Tous les éléments du salaire sont à déclarer.
BASE DE CALCUL ET PLAFOND
La base de calcul des cotisations est définie à l'article L741-10 du Code Rural.
Cet article précise que la rémunération réelle qui constitue l’assiette des cotisations “comprend... toutes les sommes versées aux travailleurs en contrepartie ou à l’occasion du travail, notamment les salaires ou gains proprement dits, les indemnités de congés payés, le montant des retenues pour cotisations ouvrières, les indemnités, primes, gratifications et autres avantages en argent, les avantages en nature ainsi que le cas échéant, les sommes perçues directement ou par l’entremise d’un tiers à titre de pourboire”.
Ainsi, entrent dans l’assiette des cotisations sur salaires :
• le salaire proprement dit (heures supplémentaires incluses)
• les compléments de salaire :
- les avantages en nature
- les indemnités, primes et gratifications (sauf lorsqu’elles sont compensatrices de frais professionnels)
- les avantages consentis par le comité d’entreprise
- les contributions patronales finançant les régimes de retraite complémentaire et de prévoyance pour la part excédant un certain seuil
• les substituts de salaires
- les indemnités de congés payés
- les sommes, non indemnitaires, versées à l’occasion de la rupture du contrat de travail
• l’abondement de l’employeur dans le cadre d’un plan d’épargne sociale (PPESV, PERCO, PEE) pour la fraction supérieure à certains seuils
Le montant des rémunérations à prendre en compte pour l’appel et le recouvrement des cotisations sur salaires ne peut être inférieur au montant cumulé, d’une part, du SMIC (9.19 euros au 01/12/2011) et, d’autre part, des indemnités, primes ou majorations s’ajoutant à celui-ci en vertu d’une disposition législative ou conventionnelle. En définitive, l’assiette minimum ne peut être inférieure au salaire minimum conventionnel dès lors que celui-ci est fixé par une convention collective étendue et qu’il est supérieur au SMIC.
La caisse de MSA peut donc être amenée, lors du calcul des cotisations, à rétablir l’assiette des cotisations au niveau minimum défini ci-dessus.
Les salaires bruts doivent être arrondis à l’euro le plus proche sur la déclaration de salaire, étant entendu que la fraction d’euro supérieure ou égale à 0,50 devra être comptée pour un euro (ex : 200,50 euros seront arrondis à 201 euros).
Précisions concernant les salariés rémunérés à la tâche :
Ce mode de rémunération ne conduit aucunement à faire échapper le salarié à la réglementation concernant le temps de travail.
Ainsi, la rémunération à la tâche ne saurait faire obstacle à la majoration pour heure supplémentaire à laquelle peut prétendre un salarié au-delà de la 35ième heure de travail hebdomadaire.

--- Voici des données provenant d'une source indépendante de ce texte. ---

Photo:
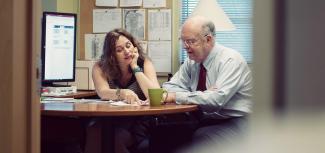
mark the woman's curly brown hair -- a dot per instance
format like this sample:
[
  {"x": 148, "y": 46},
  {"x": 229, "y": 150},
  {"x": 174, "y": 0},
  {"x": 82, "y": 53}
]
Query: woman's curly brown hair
[{"x": 108, "y": 61}]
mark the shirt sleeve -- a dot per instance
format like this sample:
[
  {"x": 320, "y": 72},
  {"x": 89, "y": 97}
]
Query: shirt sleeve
[{"x": 229, "y": 81}]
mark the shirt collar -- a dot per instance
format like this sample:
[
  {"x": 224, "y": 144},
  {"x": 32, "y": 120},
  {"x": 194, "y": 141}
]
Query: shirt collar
[{"x": 213, "y": 53}]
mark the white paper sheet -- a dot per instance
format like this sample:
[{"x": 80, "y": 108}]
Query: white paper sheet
[
  {"x": 154, "y": 3},
  {"x": 134, "y": 22},
  {"x": 94, "y": 44},
  {"x": 105, "y": 20},
  {"x": 159, "y": 24},
  {"x": 111, "y": 3},
  {"x": 130, "y": 3},
  {"x": 161, "y": 55}
]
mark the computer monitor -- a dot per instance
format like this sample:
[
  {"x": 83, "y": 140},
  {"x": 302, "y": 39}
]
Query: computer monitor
[{"x": 58, "y": 47}]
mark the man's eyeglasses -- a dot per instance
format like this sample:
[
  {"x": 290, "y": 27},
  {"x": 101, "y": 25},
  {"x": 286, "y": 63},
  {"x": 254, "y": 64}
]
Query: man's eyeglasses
[{"x": 190, "y": 42}]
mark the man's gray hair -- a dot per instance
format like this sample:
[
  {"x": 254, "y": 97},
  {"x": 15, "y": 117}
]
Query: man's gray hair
[{"x": 209, "y": 28}]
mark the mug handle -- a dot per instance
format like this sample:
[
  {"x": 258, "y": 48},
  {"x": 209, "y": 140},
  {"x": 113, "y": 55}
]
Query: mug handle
[{"x": 162, "y": 95}]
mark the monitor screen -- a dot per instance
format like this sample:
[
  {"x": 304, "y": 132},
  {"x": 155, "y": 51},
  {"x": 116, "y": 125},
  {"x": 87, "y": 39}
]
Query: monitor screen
[{"x": 58, "y": 47}]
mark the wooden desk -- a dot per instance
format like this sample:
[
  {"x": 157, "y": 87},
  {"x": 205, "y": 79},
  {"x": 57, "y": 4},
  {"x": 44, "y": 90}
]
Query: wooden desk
[
  {"x": 59, "y": 112},
  {"x": 106, "y": 109},
  {"x": 79, "y": 94}
]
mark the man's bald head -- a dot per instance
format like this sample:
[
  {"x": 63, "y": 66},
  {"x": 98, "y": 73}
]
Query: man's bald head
[{"x": 199, "y": 24}]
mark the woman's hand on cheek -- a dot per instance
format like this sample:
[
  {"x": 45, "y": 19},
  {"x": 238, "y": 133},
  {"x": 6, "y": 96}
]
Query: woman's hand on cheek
[{"x": 135, "y": 56}]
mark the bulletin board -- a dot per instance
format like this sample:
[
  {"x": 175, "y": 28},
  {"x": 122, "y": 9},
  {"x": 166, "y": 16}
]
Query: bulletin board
[{"x": 86, "y": 27}]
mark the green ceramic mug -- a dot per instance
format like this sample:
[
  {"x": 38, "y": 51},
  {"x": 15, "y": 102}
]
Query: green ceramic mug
[{"x": 156, "y": 96}]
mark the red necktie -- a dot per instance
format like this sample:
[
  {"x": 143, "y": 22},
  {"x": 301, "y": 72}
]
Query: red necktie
[{"x": 202, "y": 77}]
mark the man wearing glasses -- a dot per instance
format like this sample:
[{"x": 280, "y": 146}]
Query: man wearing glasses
[{"x": 215, "y": 78}]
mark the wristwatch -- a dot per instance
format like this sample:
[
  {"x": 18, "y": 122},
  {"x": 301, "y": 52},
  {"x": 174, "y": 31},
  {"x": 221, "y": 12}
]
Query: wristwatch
[
  {"x": 137, "y": 69},
  {"x": 118, "y": 93}
]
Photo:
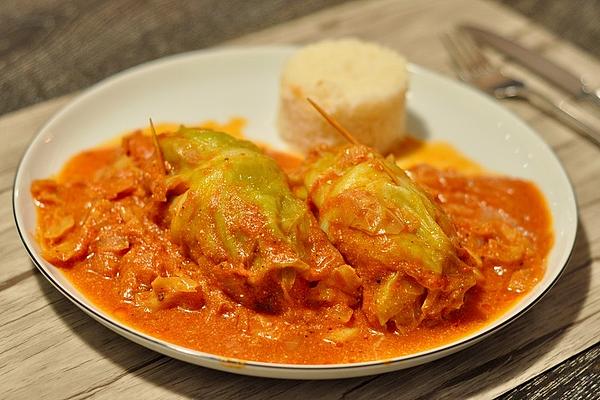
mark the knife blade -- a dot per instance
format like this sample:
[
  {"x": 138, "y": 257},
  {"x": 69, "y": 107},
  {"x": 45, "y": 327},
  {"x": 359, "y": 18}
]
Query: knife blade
[{"x": 545, "y": 68}]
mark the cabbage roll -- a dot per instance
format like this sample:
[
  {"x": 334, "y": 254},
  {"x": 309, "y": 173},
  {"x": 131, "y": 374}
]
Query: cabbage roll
[
  {"x": 231, "y": 208},
  {"x": 400, "y": 242}
]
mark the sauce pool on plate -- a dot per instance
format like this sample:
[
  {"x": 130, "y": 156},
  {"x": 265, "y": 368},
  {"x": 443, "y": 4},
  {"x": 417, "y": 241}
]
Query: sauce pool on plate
[{"x": 503, "y": 222}]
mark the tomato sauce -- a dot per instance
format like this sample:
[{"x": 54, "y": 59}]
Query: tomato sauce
[{"x": 504, "y": 222}]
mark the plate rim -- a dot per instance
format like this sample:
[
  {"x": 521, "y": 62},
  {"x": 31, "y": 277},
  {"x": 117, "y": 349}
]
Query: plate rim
[{"x": 394, "y": 363}]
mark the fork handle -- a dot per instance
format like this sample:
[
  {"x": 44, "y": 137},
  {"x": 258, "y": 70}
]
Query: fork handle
[{"x": 566, "y": 113}]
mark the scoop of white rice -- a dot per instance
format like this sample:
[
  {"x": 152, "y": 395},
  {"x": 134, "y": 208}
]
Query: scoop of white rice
[{"x": 362, "y": 85}]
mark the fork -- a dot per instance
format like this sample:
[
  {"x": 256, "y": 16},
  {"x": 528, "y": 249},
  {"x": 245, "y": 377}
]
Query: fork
[{"x": 473, "y": 67}]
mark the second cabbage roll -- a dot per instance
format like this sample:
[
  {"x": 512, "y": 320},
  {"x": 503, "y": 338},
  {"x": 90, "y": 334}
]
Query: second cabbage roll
[
  {"x": 401, "y": 243},
  {"x": 234, "y": 213}
]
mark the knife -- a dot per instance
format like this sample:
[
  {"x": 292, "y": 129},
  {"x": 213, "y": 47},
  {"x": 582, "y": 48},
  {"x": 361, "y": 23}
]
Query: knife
[{"x": 553, "y": 73}]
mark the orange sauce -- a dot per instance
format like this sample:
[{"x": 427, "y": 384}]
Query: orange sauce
[{"x": 246, "y": 334}]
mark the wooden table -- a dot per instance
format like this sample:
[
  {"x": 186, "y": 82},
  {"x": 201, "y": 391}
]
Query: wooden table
[{"x": 51, "y": 349}]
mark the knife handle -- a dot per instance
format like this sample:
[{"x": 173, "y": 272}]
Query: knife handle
[{"x": 564, "y": 112}]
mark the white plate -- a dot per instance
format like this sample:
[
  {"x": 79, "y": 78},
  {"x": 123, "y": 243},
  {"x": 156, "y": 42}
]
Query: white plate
[{"x": 220, "y": 84}]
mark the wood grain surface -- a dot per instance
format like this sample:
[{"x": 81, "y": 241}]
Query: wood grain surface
[
  {"x": 51, "y": 349},
  {"x": 38, "y": 37}
]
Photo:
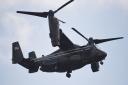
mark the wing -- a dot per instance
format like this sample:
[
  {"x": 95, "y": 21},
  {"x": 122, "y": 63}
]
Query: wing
[{"x": 65, "y": 43}]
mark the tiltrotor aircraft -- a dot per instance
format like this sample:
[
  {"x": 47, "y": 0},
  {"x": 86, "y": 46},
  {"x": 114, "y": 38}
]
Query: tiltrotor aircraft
[
  {"x": 53, "y": 22},
  {"x": 67, "y": 58}
]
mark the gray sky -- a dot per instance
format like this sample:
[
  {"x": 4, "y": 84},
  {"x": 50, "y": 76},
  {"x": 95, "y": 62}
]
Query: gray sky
[{"x": 93, "y": 18}]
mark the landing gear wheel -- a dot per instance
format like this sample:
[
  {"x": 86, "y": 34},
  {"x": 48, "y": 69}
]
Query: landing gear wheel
[
  {"x": 68, "y": 75},
  {"x": 101, "y": 62}
]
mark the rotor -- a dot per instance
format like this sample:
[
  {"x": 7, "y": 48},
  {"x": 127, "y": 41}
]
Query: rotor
[
  {"x": 96, "y": 41},
  {"x": 45, "y": 14}
]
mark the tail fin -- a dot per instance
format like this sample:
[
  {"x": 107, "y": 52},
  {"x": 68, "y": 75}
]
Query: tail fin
[
  {"x": 17, "y": 55},
  {"x": 17, "y": 58}
]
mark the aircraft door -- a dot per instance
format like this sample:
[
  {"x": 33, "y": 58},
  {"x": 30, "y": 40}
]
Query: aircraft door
[{"x": 54, "y": 31}]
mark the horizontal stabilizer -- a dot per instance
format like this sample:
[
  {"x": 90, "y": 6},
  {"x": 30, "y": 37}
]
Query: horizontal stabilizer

De même, les durées maximales de travail (journalières/ hebdomadaires) s’appliquent pleinement aux personnels rémunérés à la tâche.

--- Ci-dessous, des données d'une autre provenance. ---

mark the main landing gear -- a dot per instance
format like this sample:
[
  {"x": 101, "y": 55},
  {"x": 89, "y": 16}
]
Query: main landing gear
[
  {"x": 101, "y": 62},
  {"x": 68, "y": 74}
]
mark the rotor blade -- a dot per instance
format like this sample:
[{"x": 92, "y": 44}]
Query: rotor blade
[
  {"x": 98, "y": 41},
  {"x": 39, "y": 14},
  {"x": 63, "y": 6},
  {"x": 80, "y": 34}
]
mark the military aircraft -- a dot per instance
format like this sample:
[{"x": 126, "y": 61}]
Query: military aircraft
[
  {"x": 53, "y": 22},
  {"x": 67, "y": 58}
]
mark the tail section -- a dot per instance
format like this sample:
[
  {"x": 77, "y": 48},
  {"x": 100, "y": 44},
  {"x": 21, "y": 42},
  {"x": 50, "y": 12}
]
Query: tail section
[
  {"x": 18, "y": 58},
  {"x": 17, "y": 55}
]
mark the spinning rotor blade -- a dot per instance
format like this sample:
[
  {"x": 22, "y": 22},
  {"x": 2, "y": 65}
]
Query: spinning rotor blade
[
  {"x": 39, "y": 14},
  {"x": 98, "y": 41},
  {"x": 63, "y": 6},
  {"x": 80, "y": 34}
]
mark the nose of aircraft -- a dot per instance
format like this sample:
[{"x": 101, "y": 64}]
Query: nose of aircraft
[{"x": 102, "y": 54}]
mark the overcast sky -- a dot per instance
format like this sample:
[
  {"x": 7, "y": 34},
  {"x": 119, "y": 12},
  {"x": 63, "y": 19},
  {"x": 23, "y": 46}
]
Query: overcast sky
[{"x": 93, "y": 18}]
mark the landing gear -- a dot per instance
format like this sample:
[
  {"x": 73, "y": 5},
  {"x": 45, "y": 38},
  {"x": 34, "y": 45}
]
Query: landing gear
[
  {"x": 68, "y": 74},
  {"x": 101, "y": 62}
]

Par principe, ce mode de rémunération ne saurait faire échapper le salarié à la garantie du SMIC (minimum social applicable à tout salarié) ou du minimum conventionnel garanti, le cas échéant. Le niveau de rémunération horaire susceptible d’être alloué à ces personnes en exécution de leur travail ne peut être inférieur à ces minima.
Compte tenu de ces considérations, il apparaît que :
• les obligations déclaratives des employeurs concernant le nombre d’heures de travail effectué ainsi que les modalités de contrôle et/ ou de rétablissement de l’assiette minimum applicables à ces catégories de salariés reçoivent application dans les conditions de droit commun,
• la reconstitution éventuelle d’un nombre fictif d’heures rémunérées pour les besoins de calcul d’une mesure d’exonération de cotisations (telle la réduction Fillon) ne fait pas obstacle à la déclaration par l’employeur du nombre d’heure de travail du salarié.